The metaphor totally works. I admire how you and Paul pushed through together to come up with a solution that works for both of you.

You showed amazing character and grace my friend, with that boy at the school. I know you're a "Mama Bear," but that boy has a Mama Bear too, and for you to consider her after your child was struck is quite remarkable.

Minivan Lover said...

Are you ok? Did he push you into anything? Poor Owen for having to witness all of it. Poor Joely for being upset in the wrong place and the wrong time.

Cat said...

You're being much more generous than I would have been, more to the administration than to the child himself though. I hope that child is OK, and of course I hope your boys can get past it without bad memories.

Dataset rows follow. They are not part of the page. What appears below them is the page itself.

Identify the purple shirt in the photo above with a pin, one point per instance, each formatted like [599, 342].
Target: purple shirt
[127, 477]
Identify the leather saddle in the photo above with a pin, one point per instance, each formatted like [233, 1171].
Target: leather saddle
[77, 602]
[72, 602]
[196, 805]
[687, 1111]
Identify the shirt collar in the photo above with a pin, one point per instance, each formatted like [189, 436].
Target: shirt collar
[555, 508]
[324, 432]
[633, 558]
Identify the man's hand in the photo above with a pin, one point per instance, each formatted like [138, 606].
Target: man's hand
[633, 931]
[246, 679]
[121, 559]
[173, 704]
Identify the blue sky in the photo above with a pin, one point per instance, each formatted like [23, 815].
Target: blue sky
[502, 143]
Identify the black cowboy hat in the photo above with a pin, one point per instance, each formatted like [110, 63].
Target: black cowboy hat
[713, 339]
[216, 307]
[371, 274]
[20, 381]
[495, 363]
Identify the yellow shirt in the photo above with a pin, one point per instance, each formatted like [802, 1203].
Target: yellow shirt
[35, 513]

I like the approach to chores.

Bethany said...

oh gosh, i wasn't expacting that.
i agree with you about how hard it is to let yourself push the stuff up and try to figure things out. good for you and Paul. that makes me feel hopeful and happy, as does your garden and your attitude about the school incident. tough stuff.

Jen said...

Oh honey. Hon, thank you for seeing it from the other mom's sad point of view. I can't thank you enough. That compassion will be learned by your son and society will benefit. I'm so sorry Joel got hit (and what a beautiful face!), and that Owen was so terrified, but thank you for your compassion.